Fil. #49, the "demonstrative exhibit," shows herd numbers and herd values on a monthly basis over the years 2009 through 2012 plus the month of January 2013. It shows the four-year average per month value for February and thereafter with January 2013 included for the January monthly average. However, the reality is that $1,069,907.00 worth of cattle were sold in February 2013. To determine the February 2013 average value, without more information on the number of head added during February, the $1,069,907.00 must be subtracted from the January actual value to obtain the February number to be used for the five-year average. That February number is $4,159,293.00. With it, the average for February is $5,257,468.00. The difference between the January average of $5,261,090.00 and the February average of $5,257,468.00 is a negative $3,662.00, not a positive $302,813.00 as shown on Fil. #49. Because of the reduction in the herd size resulting from the February 2013 sales, it is likely that the increases in the herd's value going forward will not reach the increases shown in the last column of Filing 49.

It is pure speculation to attempt to determine the average increase or decrease in the herd's value between now and June 16, 2013, because there is no evidence of the future market value of the cows or the bulls and no evidence of the actual number of animals at the end of February 2013.

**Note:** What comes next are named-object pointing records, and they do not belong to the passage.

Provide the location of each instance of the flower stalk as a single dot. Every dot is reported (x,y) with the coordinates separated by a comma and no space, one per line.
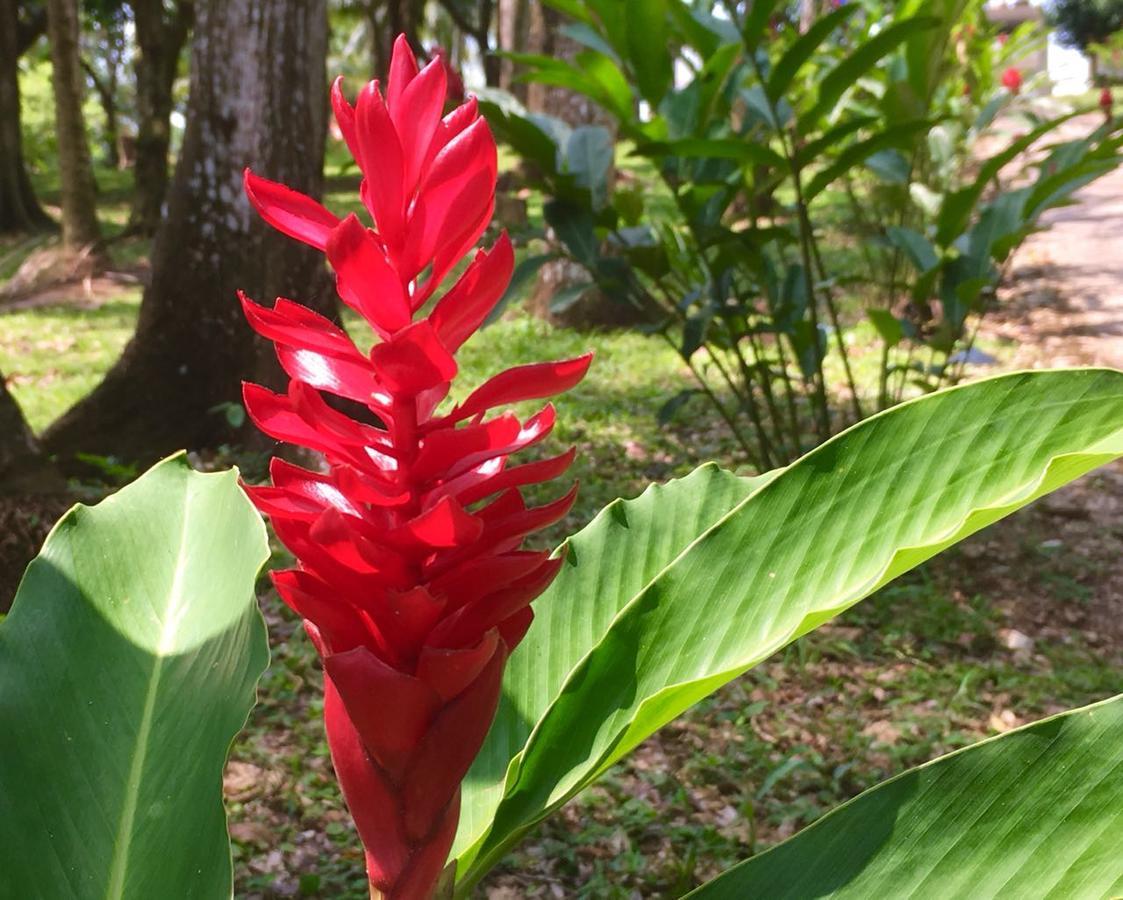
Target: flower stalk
(411,576)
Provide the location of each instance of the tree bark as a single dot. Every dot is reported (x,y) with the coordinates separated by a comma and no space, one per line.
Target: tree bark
(514,21)
(160,39)
(257,99)
(75,173)
(106,88)
(23,466)
(19,209)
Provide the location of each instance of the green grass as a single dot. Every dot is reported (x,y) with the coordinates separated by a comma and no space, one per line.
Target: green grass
(52,356)
(911,673)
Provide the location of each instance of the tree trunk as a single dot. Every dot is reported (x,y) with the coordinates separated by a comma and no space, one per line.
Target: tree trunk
(23,466)
(513,37)
(257,99)
(160,38)
(75,173)
(19,210)
(106,88)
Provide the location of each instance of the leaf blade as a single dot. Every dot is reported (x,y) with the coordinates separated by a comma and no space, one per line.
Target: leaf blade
(145,678)
(761,578)
(1024,799)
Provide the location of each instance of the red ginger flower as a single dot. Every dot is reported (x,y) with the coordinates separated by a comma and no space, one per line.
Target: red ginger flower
(411,579)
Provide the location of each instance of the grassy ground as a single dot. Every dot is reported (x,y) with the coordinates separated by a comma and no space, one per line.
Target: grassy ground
(929,664)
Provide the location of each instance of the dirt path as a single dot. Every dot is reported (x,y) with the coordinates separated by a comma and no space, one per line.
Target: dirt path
(1067,287)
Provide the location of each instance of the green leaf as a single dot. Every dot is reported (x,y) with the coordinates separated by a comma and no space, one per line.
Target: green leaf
(713,148)
(756,23)
(525,270)
(894,136)
(574,227)
(1032,814)
(568,296)
(654,609)
(864,57)
(814,148)
(128,664)
(525,136)
(647,47)
(958,206)
(888,326)
(589,155)
(794,57)
(914,245)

Exhibit #49 uses a four-year average to determine monthly herd values. Those average values for the next several months are significantly higher than the five-year average for February and there is no evidence that such significantly higher value can be attained or maintained.

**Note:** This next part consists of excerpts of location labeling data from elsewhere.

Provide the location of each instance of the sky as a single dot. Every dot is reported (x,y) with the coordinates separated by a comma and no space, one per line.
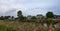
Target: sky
(29,7)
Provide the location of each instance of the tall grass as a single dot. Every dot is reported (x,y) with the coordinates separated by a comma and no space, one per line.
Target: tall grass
(5,28)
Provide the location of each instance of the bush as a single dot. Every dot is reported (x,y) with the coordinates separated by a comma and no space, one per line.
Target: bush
(5,28)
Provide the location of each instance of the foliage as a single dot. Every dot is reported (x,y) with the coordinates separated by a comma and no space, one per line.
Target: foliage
(5,28)
(49,15)
(33,17)
(20,16)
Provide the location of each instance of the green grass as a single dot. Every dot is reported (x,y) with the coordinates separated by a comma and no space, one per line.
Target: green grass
(4,28)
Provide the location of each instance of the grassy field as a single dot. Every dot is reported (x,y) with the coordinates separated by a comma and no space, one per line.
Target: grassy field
(21,26)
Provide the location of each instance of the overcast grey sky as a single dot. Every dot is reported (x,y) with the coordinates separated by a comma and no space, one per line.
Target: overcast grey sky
(29,7)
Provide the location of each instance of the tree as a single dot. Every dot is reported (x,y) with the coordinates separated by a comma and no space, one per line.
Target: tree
(20,16)
(33,17)
(50,17)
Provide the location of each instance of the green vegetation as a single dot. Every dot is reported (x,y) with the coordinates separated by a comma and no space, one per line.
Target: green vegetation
(22,23)
(5,28)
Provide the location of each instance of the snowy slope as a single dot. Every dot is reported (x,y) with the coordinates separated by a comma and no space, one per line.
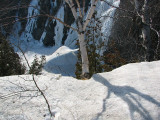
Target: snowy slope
(130,92)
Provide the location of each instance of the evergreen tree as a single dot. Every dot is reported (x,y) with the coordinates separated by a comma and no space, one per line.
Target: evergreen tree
(10,63)
(37,65)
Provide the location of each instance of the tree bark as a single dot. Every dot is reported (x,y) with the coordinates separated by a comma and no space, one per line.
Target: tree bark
(143,11)
(84,56)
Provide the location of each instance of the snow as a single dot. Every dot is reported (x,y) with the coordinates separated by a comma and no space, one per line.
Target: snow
(130,92)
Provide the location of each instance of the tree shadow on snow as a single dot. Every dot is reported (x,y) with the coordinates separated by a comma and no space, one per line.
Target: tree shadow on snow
(125,93)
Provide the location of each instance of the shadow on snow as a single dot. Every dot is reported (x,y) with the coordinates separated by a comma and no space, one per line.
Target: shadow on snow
(125,93)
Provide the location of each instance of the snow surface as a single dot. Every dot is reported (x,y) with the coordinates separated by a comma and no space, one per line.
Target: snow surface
(130,92)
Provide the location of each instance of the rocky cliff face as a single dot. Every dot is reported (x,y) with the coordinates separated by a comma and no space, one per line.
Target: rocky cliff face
(48,31)
(127,31)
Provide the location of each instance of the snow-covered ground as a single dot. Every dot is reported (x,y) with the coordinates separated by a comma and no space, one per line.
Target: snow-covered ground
(131,92)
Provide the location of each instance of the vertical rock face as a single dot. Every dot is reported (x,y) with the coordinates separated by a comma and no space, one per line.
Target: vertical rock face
(50,32)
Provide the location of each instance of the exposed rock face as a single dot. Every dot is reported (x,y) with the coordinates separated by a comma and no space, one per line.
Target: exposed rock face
(33,25)
(127,30)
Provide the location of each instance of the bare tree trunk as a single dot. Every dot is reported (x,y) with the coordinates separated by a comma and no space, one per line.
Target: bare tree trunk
(84,56)
(143,11)
(146,29)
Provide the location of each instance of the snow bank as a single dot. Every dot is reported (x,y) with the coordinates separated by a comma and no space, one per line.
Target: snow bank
(130,92)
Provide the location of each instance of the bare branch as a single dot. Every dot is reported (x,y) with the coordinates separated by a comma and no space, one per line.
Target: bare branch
(91,11)
(79,7)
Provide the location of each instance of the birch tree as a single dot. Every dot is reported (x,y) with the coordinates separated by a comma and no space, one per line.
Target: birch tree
(142,9)
(81,19)
(82,23)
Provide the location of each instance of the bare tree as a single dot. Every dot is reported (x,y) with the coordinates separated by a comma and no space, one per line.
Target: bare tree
(142,9)
(82,23)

The obligation of the debtor is to adequately protect the value of the collateral on the petition date. The Bankruptcy Code "specifically ensures the protection of a secured creditor's assets against any decrease in value from the beginning of the automatic stay, and, because the stay is instituted the moment the petition is filed, the protection from depreciation also begins at that moment." Chase Manhattan Bank USA NA v. Stembridge (In re Stembridge), 394 F.3d 383, 387 (5th Cir. 2004). "This is the tradeoff the automatic stay creates for creditors and debtors: creditors are prevented from seizing their secured assets in order to provide debtors with `breathing room' to reorganize; in return, the creditors' present value is preserved throughout the reorganization through adequate protection (and priority of its claim)." Id. The closest date to the petition date for which there is evidence of value is January 31, 2013. Fil. #49 shows the value of the herd on that date was $5,229,200.00. The value in February is reduced by the February sale proceeds, which is the money debtor wants to use for operations between now and June 2013. The petition date value is not being protected under the proposal, even if the third-party contribution of $200,000 is made available.

IT IS ORDERED that the motion for use of cash collateral, Fil. #16, is denied.